The letters Storm shared sent me back to reread the “Unmet Friends” chapter in The Last Gift of Time that had in part inspired her thesis. My first moment of discomfit was to notice that I had remembered the chapter’s title incorrectly, as “The Unmet Friend,” in the singular (though I had the title correctly in my book). I had understood and embraced the notion of unmet friendship through Carolyn’s identification with and admiration for Maxine Kumin. Kumin fulfilled perfectly and movingly the conditions of Carolyn’s invention: a person so close to her biography (born a year apart, Jewish, in a long marriage with three children, a lover of animals—though, too bad, Maxine also loved swimming, which Carolyn hated, and went to Radcliffe not Wellesley), that it’s as if the two were destined to become friends. Such a friendship, Carolyn argued, would be timeless, because it emerged from acts of reading, and therefore could remain unaffected by circumstances. I was so enamored with this idea that I wrote a short essay on the fictional relationship between the two women. For me, then, and in memory, Kumin was the concept’s unique inspiration and incarnation.
Rereading decades later, I was astonished to see that May Sarton, whom Carolyn had met personally and known for many years, also figured in the chapter, alongside the portrait of Maxine Kumin. In one section, for example, Carolyn focuses on the careers of the two women, and the hostile reception both had suffered as women poets qua women. To make the point, she cites a published interview in which Kumin answered a question put to her about something Sarton wrote about women artists and the nature of creativity. Kumin disagreed.
As she once said of her relationship with Anne Sexton: they were very different poets.

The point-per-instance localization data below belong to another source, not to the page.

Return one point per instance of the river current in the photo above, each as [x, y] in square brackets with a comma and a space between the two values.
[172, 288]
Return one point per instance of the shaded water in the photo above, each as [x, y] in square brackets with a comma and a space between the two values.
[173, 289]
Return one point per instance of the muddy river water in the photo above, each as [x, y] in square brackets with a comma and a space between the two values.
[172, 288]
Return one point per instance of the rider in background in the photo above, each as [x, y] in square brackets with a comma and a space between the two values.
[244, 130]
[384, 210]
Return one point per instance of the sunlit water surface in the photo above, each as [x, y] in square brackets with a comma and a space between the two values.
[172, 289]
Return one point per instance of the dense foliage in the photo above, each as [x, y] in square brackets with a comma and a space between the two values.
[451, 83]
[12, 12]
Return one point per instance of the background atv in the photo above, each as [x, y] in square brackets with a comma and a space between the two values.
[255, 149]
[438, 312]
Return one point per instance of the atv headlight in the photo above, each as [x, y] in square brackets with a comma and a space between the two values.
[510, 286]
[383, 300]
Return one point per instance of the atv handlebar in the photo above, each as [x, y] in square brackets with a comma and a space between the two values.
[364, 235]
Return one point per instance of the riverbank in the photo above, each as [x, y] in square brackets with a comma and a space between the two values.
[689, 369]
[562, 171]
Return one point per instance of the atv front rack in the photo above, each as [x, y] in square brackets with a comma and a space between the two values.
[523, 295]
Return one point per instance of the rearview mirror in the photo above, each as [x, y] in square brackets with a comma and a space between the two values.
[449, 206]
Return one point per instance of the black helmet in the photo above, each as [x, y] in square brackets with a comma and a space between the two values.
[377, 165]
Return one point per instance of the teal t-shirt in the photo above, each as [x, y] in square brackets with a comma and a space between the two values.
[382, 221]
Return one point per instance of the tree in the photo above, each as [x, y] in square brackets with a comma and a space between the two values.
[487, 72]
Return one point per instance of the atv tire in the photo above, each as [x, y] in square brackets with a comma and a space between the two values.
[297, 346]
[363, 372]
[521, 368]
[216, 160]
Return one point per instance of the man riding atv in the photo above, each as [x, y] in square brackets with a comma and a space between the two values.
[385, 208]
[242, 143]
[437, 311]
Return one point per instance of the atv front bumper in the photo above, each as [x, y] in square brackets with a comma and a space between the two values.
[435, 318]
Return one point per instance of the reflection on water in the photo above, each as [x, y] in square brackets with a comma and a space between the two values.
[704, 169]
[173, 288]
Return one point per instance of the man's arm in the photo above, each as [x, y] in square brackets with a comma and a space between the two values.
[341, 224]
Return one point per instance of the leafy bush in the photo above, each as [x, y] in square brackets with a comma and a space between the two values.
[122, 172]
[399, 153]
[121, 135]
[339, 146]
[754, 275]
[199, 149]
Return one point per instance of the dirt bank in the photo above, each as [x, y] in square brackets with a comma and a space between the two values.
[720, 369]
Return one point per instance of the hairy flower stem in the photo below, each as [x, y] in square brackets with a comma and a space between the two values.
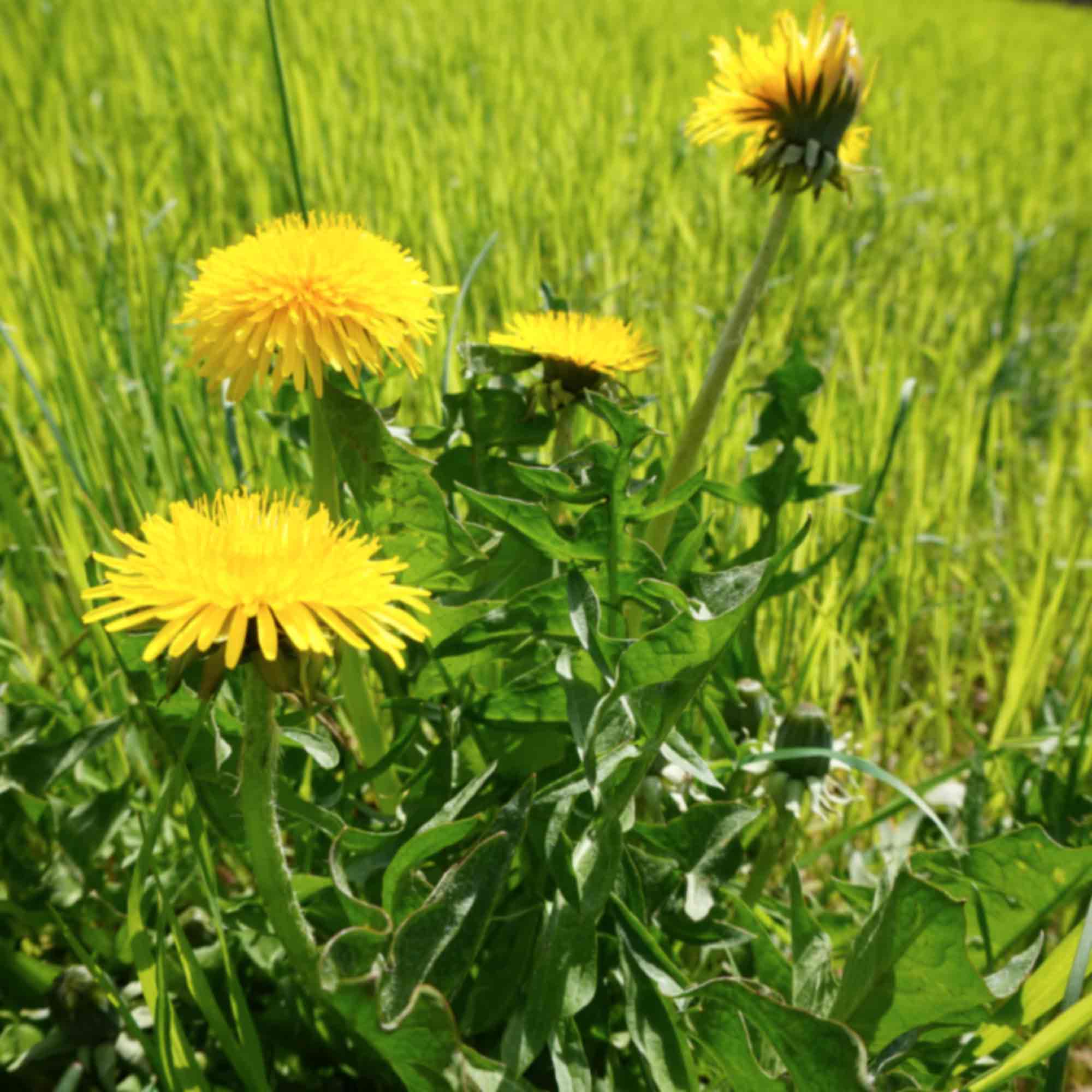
[720, 366]
[361, 714]
[262, 749]
[563, 433]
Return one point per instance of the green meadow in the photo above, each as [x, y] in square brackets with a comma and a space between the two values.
[138, 144]
[951, 295]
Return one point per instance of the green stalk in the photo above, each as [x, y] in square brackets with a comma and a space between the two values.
[563, 433]
[720, 366]
[614, 615]
[326, 486]
[262, 747]
[286, 112]
[774, 846]
[364, 723]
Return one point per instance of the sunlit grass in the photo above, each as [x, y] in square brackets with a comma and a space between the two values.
[137, 145]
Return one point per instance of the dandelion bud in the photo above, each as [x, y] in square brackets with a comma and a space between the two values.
[805, 727]
[751, 707]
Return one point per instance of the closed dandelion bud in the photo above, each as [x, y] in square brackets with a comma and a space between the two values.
[751, 707]
[81, 1010]
[578, 351]
[805, 727]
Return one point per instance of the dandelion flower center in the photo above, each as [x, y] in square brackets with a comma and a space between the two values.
[212, 572]
[796, 101]
[579, 350]
[295, 295]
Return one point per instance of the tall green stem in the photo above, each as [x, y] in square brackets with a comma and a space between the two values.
[364, 722]
[720, 366]
[563, 433]
[777, 844]
[326, 488]
[286, 112]
[262, 747]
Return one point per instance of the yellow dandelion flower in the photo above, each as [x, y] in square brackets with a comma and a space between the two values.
[578, 350]
[796, 100]
[251, 569]
[294, 295]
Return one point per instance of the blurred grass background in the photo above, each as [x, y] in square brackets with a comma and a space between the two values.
[137, 138]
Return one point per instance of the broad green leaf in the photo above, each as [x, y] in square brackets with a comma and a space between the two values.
[1023, 879]
[422, 1047]
[721, 1036]
[398, 500]
[821, 1055]
[349, 957]
[533, 523]
[596, 863]
[1064, 1028]
[572, 1071]
[425, 845]
[552, 484]
[248, 1069]
[504, 971]
[909, 968]
[771, 968]
[627, 426]
[1042, 991]
[529, 704]
[440, 942]
[585, 615]
[541, 611]
[39, 766]
[684, 649]
[704, 841]
[318, 744]
[498, 418]
[815, 986]
[785, 419]
[485, 360]
[647, 953]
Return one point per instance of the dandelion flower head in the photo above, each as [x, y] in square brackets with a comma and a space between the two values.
[250, 566]
[295, 295]
[579, 350]
[794, 100]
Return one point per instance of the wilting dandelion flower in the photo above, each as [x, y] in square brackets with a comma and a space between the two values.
[247, 566]
[295, 295]
[579, 351]
[796, 100]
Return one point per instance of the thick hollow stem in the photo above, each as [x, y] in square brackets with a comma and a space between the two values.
[563, 433]
[262, 749]
[364, 722]
[326, 489]
[732, 337]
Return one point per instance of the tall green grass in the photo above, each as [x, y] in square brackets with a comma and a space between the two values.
[139, 138]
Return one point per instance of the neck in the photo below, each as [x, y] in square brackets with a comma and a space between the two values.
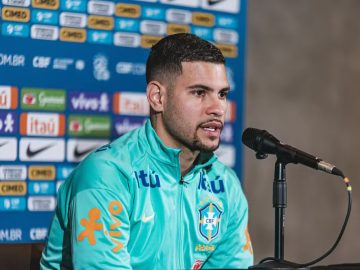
[187, 156]
[187, 159]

May Sarton died in 1995. The Last Gift of Time was published in 1997. Why did Carolyn, the most logical and economical of writers, feel compelled to include Sarton (true, Gloria Steinem also makes a cameo), in a portrait dedicated to a woman she had in real life never met? Was this a way of continuing her role as literary executor, a relationship that death had not ruptured, writing in memoriam?

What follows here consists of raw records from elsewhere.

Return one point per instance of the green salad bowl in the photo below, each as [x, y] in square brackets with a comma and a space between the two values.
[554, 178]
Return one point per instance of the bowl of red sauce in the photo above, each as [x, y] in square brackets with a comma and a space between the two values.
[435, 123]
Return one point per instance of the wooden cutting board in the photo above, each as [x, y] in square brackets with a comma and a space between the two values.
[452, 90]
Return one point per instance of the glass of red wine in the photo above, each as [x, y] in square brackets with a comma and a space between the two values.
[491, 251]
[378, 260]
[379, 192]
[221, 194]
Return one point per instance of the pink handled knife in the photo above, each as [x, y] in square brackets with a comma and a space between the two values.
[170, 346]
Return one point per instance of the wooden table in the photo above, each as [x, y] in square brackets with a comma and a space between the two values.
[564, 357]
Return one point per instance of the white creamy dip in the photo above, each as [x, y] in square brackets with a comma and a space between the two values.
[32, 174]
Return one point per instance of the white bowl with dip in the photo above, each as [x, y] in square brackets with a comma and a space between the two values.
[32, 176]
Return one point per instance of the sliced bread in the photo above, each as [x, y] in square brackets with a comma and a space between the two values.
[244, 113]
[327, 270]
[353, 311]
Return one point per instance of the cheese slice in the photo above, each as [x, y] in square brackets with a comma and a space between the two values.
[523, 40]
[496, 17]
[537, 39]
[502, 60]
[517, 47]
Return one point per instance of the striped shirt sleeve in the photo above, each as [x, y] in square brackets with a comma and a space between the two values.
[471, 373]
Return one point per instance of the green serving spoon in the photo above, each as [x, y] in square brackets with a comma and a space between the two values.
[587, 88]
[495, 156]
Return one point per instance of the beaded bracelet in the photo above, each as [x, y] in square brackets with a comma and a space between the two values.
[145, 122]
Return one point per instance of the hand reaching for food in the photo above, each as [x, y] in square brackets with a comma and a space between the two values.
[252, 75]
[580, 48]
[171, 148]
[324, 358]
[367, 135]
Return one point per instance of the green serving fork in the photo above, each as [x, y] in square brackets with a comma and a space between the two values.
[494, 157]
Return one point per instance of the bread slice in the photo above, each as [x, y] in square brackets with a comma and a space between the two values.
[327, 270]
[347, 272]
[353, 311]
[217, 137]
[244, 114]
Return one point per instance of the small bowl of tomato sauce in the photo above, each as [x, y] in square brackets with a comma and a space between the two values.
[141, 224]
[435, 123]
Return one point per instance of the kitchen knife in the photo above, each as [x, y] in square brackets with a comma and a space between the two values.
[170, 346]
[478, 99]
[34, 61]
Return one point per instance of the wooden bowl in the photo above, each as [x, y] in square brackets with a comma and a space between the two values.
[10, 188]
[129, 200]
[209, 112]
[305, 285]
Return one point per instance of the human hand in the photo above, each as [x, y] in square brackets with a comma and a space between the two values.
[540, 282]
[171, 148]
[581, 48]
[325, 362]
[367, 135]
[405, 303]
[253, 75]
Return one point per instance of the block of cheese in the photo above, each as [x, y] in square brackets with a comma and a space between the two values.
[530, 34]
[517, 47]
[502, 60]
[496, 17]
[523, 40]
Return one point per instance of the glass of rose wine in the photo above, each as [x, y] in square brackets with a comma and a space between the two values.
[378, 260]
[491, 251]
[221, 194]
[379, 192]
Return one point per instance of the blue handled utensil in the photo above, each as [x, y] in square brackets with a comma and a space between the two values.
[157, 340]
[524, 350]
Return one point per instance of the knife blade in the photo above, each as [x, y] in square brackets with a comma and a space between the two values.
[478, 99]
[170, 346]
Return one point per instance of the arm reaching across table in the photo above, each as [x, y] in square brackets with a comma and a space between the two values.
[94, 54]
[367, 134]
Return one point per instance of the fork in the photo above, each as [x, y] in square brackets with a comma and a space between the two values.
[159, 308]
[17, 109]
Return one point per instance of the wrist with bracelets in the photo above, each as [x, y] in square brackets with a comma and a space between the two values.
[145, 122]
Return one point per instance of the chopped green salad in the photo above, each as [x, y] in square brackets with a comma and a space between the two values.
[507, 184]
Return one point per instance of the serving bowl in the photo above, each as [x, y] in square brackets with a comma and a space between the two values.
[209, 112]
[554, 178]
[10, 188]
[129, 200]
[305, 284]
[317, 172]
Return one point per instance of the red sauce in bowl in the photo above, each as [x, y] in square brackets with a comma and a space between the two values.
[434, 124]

If I was astonished to encounter May Sarton in “Unmet Friends,” what stunned me in returning to the memoir, was a chapter devoted entirely to her: “A Unique Person.” I remembered nothing of this chapter, not a single word. It was as if the chapter had been added to a later edition of the book. (Of course, it had not.)
Should I be banished from the memoir club? As I’ve said, what I retained from my initial reading of the memoir was Carolyn’s dramatic statement that while she had enjoyed life in her sixties, and in ways she had not expected, she did not desire to live past 70. Having reached that age, however, she had chosen to remain alive, and pulled back from announcing a fixed date for her death. Yes, she still planned to end her life on her own terms, but until then would enjoy time’s last gift: the finite pleasures of a consciously chosen life. Reviewers and friends sighed a collective relief: not yet and maybe never. But returning to the memoir now, the suicide accomplished, I’m beginning to see other, intertwined threads to the mystery of her personality, key among which was her fascination with Sarton the woman, as well as the writer.
Put another way, and reluctantly recognizing Sarton’s tutelary presence throughout the memoir, I must acknowledge that I completely missed the importance of this relationship in Carolyn’s life while she was still alive, not least in her books (which failure is more significant?).
Can I repair my lapse now through the evidence of the archive?